[Scribus] Suggestion for Frames

Gregory Pittman gpittman
Sun Aug 6 16:18:20 CEST 2006


Louis Desjardins wrote:
> You're absolutely right, there is no room for confusion while using 
> the styles. When in the Style Manager, the user can apply a keyboard 
> shortcut to any style or leave it like that. If the user choose not 
> to apply any keyboard shortcut, the only way to access the style will 
> be through the Style Manager dialog (or palette) with mouse clicks. 
> One click, one style. When a keyboard shortcut is applied, then this 
> style can be applied with a keystroke. Whether the keystroke will 
> have an effect or not depends on the context. One shortcut, one style.
>
> Case:
> 1. You have set 3 Paragraph Styles for Main Title, Lead Paragraph and 
> Body Text, Main Title.
> 2. You have given these 3 styles keyboard shortcut 1, 2 and 3 on the keypad.
> 3. You have set 3 Frame Styles for Main Title, Lead Paragraph and Body Text :
> a) Large Frame that covers the width of the page, with a height of 3 
> cm within the margins, one column.
> b) Frame covering 2 column width plus the gap, for Lead Paragraph, 
> with a height of 6 cm, one column.
> c) Large frame covering the width and height of the page, within the 
> margins, set to 5 columns.
> 4. You give Frame Style a b c the following keyboard shortcut 4, 5 
> and 6 on the keybad.
>
> Now, when you're on a page with no object selected, if you hit keypad 
> 1 2 or 3, nothing will happen. If you hit keypad 4,5 or 6, a text 
> frame correspondind to your Frame Style will be created.
> In order for styles attributed to shortcut 1, 2 or 3 to work, you 
> need to first select a Text Frame.
>
>   
I think the "nothing happening" is consistent with other features of 
Scribus which depend on a frame being selected. One other question might 
be whether there should be an indicator on the toolbar that shows when 
the feature is active (frame selected), then greyed out when a frame is 
not selected.
> We could also set other Frame Styles for Images. Say for instance you 
> have a magazine with 3 columns. Pics can be 1-column wide, 2-column 
> or 3 column. For each, you can set a Frame Style with these 
> pre-defined coordinates. Attribute to these the shortcuts 7, 8 and 9. 

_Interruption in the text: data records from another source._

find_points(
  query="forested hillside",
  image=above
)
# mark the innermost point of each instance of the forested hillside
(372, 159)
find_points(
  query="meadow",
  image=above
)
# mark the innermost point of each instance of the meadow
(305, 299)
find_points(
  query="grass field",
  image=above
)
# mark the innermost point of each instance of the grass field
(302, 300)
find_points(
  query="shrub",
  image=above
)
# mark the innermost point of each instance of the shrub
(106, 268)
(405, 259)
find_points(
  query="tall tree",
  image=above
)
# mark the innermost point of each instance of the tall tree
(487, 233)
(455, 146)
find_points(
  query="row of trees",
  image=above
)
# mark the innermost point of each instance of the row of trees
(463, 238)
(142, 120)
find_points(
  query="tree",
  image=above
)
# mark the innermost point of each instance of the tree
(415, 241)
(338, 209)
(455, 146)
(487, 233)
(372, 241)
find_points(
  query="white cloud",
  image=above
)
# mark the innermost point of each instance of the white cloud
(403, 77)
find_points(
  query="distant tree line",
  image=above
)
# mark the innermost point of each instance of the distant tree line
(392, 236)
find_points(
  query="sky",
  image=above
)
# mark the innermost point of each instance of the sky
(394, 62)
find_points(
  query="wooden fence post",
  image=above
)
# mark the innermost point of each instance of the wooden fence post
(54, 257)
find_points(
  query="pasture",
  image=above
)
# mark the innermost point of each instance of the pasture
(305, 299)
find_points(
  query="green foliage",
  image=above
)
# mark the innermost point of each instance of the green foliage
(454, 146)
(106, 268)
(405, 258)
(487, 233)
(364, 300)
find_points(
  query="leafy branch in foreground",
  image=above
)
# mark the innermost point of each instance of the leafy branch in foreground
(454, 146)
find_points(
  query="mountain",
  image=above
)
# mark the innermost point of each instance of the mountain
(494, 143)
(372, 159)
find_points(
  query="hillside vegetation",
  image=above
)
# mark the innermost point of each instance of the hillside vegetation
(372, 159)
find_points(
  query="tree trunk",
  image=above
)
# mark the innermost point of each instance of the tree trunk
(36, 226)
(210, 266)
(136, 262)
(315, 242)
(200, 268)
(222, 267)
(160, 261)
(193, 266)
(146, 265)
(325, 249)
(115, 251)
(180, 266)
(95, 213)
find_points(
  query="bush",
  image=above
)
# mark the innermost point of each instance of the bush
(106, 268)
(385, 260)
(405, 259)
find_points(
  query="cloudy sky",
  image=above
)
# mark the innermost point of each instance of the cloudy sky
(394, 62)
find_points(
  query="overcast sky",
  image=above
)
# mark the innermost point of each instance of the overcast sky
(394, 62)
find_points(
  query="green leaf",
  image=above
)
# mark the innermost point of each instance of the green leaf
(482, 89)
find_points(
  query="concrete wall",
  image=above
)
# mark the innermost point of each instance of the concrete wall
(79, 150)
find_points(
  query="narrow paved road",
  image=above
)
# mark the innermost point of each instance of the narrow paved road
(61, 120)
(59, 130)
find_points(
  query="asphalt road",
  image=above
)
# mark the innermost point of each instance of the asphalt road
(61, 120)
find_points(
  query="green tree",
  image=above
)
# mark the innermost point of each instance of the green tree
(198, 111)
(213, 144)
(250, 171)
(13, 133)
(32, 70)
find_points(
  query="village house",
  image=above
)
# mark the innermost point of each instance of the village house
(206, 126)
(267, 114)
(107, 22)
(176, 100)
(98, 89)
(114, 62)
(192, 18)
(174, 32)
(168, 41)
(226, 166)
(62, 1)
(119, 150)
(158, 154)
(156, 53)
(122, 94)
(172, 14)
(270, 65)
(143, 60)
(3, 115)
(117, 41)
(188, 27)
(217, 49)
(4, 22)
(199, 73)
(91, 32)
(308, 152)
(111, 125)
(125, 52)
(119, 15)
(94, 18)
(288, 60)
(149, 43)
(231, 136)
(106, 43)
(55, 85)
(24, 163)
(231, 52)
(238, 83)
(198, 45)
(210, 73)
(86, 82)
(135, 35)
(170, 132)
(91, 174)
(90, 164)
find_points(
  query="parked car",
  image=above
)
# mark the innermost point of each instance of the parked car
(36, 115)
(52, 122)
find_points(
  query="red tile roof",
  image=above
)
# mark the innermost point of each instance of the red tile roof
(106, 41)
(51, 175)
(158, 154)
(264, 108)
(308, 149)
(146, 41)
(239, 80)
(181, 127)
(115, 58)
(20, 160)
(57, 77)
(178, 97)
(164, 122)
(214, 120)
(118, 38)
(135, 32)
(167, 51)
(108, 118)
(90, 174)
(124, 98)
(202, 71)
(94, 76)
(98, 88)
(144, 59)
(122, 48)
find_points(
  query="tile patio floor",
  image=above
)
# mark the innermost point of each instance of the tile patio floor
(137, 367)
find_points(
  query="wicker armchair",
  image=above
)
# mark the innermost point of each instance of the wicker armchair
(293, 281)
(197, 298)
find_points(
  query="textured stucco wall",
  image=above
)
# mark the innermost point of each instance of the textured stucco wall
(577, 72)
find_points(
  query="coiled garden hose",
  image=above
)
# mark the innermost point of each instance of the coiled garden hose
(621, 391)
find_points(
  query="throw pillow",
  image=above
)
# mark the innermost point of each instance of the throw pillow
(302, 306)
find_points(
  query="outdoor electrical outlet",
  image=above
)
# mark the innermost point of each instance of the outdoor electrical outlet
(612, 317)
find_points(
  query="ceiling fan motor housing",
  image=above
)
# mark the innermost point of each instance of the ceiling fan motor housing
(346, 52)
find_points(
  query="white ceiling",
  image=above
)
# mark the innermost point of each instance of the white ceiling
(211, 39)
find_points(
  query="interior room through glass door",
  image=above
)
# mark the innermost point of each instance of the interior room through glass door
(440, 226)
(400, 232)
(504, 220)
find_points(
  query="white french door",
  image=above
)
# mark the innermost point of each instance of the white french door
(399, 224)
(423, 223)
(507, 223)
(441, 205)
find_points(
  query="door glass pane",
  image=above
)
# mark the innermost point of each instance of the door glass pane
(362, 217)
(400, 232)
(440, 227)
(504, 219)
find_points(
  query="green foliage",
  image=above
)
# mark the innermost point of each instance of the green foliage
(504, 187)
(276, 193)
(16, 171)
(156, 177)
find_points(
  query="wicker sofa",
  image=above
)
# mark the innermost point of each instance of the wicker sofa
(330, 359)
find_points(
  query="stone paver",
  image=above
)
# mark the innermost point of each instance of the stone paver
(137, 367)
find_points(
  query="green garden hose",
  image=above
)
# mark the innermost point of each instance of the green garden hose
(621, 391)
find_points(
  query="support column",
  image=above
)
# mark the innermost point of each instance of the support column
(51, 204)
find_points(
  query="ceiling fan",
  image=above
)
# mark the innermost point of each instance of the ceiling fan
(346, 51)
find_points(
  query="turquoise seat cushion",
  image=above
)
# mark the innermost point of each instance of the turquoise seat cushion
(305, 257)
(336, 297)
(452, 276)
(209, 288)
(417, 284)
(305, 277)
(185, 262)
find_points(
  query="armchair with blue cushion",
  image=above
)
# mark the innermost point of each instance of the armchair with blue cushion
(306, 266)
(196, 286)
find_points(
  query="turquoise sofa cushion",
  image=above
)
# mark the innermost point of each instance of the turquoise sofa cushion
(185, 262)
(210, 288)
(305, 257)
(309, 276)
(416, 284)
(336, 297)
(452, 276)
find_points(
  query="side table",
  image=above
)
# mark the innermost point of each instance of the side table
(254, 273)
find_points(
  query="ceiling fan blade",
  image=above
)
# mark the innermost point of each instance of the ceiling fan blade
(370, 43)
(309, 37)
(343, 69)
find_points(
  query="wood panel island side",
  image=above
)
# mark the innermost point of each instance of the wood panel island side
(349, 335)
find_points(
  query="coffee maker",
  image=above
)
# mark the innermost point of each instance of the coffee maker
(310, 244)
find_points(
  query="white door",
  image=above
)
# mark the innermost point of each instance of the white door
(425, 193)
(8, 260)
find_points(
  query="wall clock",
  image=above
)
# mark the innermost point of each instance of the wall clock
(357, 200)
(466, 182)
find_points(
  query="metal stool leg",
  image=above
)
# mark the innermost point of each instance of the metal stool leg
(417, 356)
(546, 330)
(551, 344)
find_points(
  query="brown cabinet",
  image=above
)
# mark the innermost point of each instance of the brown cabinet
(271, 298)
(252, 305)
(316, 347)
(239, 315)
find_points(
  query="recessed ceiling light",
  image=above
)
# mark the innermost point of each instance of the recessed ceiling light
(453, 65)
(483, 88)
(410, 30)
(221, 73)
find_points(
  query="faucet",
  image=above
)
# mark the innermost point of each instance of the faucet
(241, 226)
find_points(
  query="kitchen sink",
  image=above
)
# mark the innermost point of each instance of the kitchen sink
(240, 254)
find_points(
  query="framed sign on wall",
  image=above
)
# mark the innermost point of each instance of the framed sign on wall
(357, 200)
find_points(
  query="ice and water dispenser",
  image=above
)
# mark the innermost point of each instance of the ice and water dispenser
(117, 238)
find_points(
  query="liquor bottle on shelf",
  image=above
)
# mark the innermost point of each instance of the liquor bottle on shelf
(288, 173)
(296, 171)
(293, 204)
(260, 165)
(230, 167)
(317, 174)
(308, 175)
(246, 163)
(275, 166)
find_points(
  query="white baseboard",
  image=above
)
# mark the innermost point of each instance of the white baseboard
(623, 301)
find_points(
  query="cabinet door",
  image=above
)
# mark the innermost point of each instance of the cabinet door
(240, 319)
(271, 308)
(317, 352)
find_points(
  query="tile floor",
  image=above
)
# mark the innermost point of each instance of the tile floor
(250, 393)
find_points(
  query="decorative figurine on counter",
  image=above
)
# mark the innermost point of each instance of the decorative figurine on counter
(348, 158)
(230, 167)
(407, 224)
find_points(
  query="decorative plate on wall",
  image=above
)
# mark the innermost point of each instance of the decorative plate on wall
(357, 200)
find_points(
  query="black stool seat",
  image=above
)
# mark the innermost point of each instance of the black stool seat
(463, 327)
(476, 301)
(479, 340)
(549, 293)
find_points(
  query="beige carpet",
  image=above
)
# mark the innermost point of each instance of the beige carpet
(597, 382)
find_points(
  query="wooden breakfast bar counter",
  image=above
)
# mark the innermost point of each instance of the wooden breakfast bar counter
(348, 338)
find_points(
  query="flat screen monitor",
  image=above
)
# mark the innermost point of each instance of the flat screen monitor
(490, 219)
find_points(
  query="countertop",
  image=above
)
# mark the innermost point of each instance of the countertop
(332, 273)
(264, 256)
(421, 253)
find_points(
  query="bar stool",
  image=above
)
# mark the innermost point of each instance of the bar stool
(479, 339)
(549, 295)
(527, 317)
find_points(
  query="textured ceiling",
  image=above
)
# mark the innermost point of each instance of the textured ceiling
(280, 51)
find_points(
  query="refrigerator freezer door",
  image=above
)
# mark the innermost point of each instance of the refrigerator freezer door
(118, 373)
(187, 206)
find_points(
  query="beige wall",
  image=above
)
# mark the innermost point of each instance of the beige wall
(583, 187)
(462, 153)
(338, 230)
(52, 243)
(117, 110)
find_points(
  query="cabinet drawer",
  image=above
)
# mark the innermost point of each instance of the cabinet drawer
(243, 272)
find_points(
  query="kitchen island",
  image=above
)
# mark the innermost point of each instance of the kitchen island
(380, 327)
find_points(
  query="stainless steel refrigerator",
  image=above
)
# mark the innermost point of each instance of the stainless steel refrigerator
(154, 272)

> You expect Scribus to create an image frame once you hit one of these 
> 3 shortcuts.
>
> To create a Frame using the Style manager follows the same rules that 
> you have to follow to draw any frame. You need to have a page in 
> front of you. A Frame can be created on the page, within another 
> frame or beside it. It doesn't matter.
>
> Same goes for Line Style or for any style. There cannot be any mix up 
> because the same keystroke cannot call two different styles. If you 
> need more keys, then you need to have a combination of Shift+Keypad 
> or CTRL+Keypad, etc. Of course a power user will prefer to set the 
> first keys available to the more repetitive tasks, leaving the other 
> for less used styles. Provided the context is favorable for the Style 
> to be applied, then the shortcut works. It's like hitting any key on 
> the keyboard: it works only if the working conditions are met.
>
> If we are to have Image Style, this could only apply to an existing 
> image within an Image Frame. If you hit the shortcut that is 
> connected to an Image Style when you are editing text, then nothing 
> will happen.
>
> In my office, we use those keypad shortcut everyday. In Quark, we are 
> limited to Text Styles (paragraph and character styles). The keyboard 
> is the fastest way to get things done (the mouse is really slow, we 
> all know that). I can only see that implementing this in Scribus will 
> definitely make it a very robust production tool. Expanding it to 
> many other styles (Line, Characters, Frames, etc.) will make Scribus 
> roar! :)
>
>   
One of the things that keeps me using Wordperfect is macros. There are 
many things in which it is convenient to assign a name to an arbitrary 
series of operations. I'm not sure if you still can, but you used to be 
able to assign a keyboard shortcut to a particular macro. This might be 
something else to weave into this frame styles concept.